Pakistani police raided a local security firm that helps protect the U.S. Embassy on Saturday, seizing dozens of allegedly unlicensed weapons at a time when unusually intense media scrutiny of America's use of private contractors has deepened anti-U.S. sentiment here.
Two employees of the Inter-Risk company were arrested during the raids in Islamabad, police official Rana Akram told a news conference. Reporters were shown the disputed weapons — 61 assault rifles and nine pistols. Akram said police were seeking the firm's owner.
U.S. Embassy spokesman Rick Snelsire said the U.S. contract with Inter-Risk took effect at the start of 2009. It is believed to be the first contract the firm has signed with the U.S., said Snelsire, who did not have a figure for its amount.
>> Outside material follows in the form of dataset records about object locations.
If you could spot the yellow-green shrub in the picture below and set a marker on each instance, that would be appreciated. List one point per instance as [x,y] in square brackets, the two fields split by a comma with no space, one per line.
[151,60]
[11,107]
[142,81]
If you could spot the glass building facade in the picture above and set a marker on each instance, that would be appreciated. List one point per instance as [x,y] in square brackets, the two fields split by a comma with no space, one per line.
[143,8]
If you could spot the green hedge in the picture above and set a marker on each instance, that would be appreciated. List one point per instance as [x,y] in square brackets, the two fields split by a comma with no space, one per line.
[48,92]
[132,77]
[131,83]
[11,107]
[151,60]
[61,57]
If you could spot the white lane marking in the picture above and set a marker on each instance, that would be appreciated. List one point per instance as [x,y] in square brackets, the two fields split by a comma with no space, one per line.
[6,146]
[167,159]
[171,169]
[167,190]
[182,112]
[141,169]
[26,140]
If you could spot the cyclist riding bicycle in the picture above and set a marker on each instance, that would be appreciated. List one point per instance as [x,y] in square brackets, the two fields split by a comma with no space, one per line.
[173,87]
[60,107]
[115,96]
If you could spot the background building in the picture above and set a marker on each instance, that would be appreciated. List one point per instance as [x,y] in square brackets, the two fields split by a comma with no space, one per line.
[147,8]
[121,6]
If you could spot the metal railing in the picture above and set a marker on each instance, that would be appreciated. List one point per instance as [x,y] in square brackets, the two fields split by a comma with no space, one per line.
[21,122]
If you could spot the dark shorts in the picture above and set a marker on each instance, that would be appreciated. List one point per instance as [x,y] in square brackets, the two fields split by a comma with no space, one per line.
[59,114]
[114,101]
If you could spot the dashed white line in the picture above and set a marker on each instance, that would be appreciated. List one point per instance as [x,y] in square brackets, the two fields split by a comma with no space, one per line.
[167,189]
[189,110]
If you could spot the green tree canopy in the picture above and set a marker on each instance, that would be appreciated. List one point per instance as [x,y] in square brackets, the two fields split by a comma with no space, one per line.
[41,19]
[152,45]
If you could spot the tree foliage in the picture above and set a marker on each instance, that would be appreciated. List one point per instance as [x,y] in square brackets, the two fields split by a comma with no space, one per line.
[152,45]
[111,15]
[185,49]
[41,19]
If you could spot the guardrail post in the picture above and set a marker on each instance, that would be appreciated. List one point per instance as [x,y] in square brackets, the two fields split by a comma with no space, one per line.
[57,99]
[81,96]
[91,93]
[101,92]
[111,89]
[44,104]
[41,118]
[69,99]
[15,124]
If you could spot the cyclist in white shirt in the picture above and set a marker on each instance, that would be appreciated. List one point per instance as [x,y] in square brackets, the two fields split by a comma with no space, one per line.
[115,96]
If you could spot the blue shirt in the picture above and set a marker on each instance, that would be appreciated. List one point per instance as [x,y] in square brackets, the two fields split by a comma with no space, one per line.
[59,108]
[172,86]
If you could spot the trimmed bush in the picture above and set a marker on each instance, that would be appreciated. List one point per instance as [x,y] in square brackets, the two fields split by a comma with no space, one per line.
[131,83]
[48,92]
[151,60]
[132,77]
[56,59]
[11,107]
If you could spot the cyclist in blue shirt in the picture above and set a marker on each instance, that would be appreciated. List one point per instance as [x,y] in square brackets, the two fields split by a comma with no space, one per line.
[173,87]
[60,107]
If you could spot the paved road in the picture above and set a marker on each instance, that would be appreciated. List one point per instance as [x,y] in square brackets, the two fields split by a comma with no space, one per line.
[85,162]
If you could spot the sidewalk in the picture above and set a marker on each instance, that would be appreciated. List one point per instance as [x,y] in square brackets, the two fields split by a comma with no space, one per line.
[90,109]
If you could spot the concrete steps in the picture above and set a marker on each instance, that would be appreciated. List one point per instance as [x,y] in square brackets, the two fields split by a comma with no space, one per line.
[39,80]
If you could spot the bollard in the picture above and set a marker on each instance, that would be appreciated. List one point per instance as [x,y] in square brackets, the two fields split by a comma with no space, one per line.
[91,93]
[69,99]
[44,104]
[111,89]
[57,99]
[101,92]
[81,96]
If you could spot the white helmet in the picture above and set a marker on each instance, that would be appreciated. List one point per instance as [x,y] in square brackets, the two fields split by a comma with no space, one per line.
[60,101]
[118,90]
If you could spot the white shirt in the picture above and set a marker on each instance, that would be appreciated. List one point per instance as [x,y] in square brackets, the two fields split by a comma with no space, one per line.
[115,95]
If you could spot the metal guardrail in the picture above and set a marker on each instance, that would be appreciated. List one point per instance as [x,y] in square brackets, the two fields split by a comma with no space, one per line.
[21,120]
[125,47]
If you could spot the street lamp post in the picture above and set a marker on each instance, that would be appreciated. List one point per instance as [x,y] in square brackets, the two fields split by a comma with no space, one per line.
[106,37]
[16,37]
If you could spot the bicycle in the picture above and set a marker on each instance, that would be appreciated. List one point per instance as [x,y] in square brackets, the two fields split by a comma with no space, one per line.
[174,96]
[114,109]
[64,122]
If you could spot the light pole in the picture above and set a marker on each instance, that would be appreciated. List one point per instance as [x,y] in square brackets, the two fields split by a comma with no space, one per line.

"Our understanding is they obtained licenses with whatever they brought into the country to meet the contractual needs," he said. "We told the government that we had a contract with Inter-Risk, that Inter-Risk would be providing security at the embassy and our consulates."
Akram said he had no idea about any U.S. links to Inter-Risk, but the company was recently mentioned in local media reports that have been trying to establish the types of private security firms American diplomats use in Pakistan.
In particular, Pakistani reporters, anti-U.S. bloggers and others have suggested the U.S. is using the American firm formerly known as Blackwater — a claim that chills many Pakistanis because of the company's alleged involvement in killings of Iraqi civilians.
The U.S. Embassy denies it uses Blackwater — now known as Xe Services — in Pakistan.
Scandals involving U.S. private contractors have occurred elsewhere in the region.
In Washington this week, the Commission on Wartime Contracting heard testimony about another contractor — ArmorGroup North America — involving alleged illegal and immoral conduct by its guards at the U.S. Embassy in Afghanistan.
The Iraqi government refused to grant Xe Services an operating license earlier this year amid continued outrage over a 2007 lethal firefight involving some of its employees in Baghdad, although the State Department has temporarily extended a contract with a Xe subsidiary to protect U.S. diplomats in Iraq.
Many of the reports in Pakistan have been fueled by U.S. plans to expand its embassy space and staff. Among the other rumors the U.S. denies: that 1,000 U.S. Marines will land in the capital, and that Americans will set up a Guantanamo-style prison.
The U.S. says it needs to add hundreds more staff to allow it to disburse billions of dollars in additional aid to Pakistan.
Legislation making its way through Congress will triple nonmilitary aid to Pakistan — one version would provide $1.5 billion a year over five years in humanitarian and economic aid. The goal is to improve education and other areas, lessening the allure of extremism.
The U.S. considers stability in Pakistan critical to helping the faltering war effort in neighboring Afghanistan, and has pressed Pakistan to crack down on extremism on its soil.
Al-Qaida and Taliban fighters are believed to use Pakistan's northwestern regions bordering Afghanistan as hide-outs. Their presence has fueled violence in Pakistani territory, including attacks that pit Sunni Muslims against Shiite Muslims.
Police said Saturday that the death toll from a suicide car bombing at a hotel in a Shiite Muslim-dominated village in Pakistan's northwest rose to 40. The Friday blast in Usterzai village was followed by a bomb in nearby Cho village that killed a Sunni official.
Pakistan has made some gains against militants, however, especially in the northwest Swat Valley, where a four-month-old offensive appears to have cleared many Taliban insurgents.
The army said in a statement Saturday that 51 militants had surrendered in the last 24 hours, and that another seven were arrested. It also said militants fatally shot five civilians in a minibus.